11. A processing circuit comprising:

an autoencoder, the autoencoder being trained to perform channel coding based on:

receiving, by an input of the autoencoder, a first bit sequence comprising a plurality of positions;

determining, based on a first error probability associated with a first bit position of the plurality of positions, a first exponent value for the first bit position represented in a loss function, the first exponent value being proportional to the first error probability; and

encoding, by the autoencoder or by a second autoencoder trained based on the first exponent value, a transmit signal.

12. The processing circuit of claim 11, wherein the loss function is a second loss function and the autoencoder is trained to perform channel coding based on:

generating, by the autoencoder, a second bit sequence based on encoding and decoding the first bit sequence, the second bit sequence comprising a plurality of positions;

determining, based on a first loss function that is different from the second loss function:

the first error probability; and

a second error probability associated with a second bit position, the first error probability being different from the second error probability;

determining, based on the second error probability, a second exponent value for the second bit position represented in the second loss function, the second exponent value being proportional to the second error probability, and being different from the first exponent value; and

updating one or more parameters of a machine-learning (ML) model of the autoencoder based on the second loss function.

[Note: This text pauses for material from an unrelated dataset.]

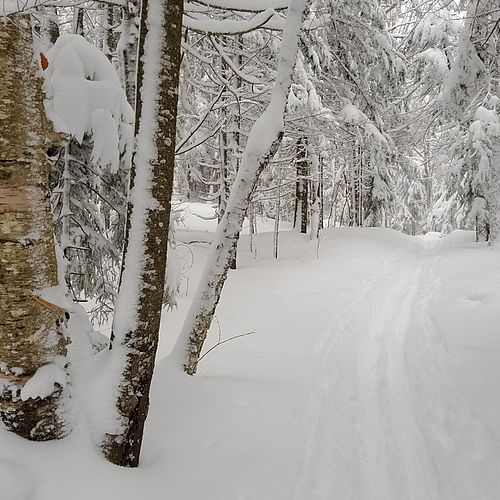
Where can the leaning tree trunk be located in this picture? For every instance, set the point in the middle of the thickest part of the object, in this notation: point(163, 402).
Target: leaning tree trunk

13. The processing circuit of claim 12, wherein the first loss function comprises a pre-training loss function for updating the one or more parameters of the ML model of the autoencoder during one or more initial iterations of training.

14. The processing circuit of claim 12, wherein the first loss function comprises a binary cross-entropy (BCE) loss function.

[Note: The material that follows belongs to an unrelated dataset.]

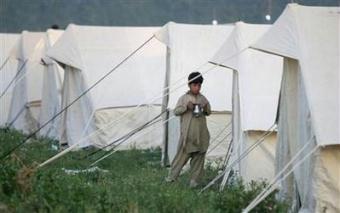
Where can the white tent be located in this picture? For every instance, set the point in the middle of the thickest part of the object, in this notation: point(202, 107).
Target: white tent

15. The processing circuit of claim 11, wherein the autoencoder comprises:

an encoder configured to transmit encoded signals via a channel, the encoder comprising a first neural network; and

a decoder configured to receive and decode the encoded signals from the channel, the decoder comprising a neural network.

16. The processing circuit of claim 11, wherein the autoencoder comprises an encoder configured to transmit encoded signals via a channel, the encoder comprising a transformer encoder.

17. The processing circuit of claim 16, wherein the encoder is a last encoding stage before the channel.

18. The processing circuit of claim 11, wherein the autoencoder comprises a decoder configured to receive and decode encoded signals from a channel, the decoder comprising a transformer encoder.

19. A system comprising:

a user equipment (UE) comprising an autoencoder, wherein:

the UE is configured to transmit a first transmit signal encoded by the autoencoder; and

the autoencoder is trained to perform channel coding based on:

receiving, by an input of the autoencoder, a first bit sequence comprising a plurality of positions;

determining, based on a first error probability associated with a first bit position of the plurality of positions, a first exponent value for the first bit position represented in a loss function, the first exponent value being proportional to the first error probability; and

encoding, by the autoencoder or by a second autoencoder trained based on the first exponent value, a transmit signal.

20. The system of claim 19, wherein the UE is configured to receive and decode, by the autoencoder, a second transmit signal.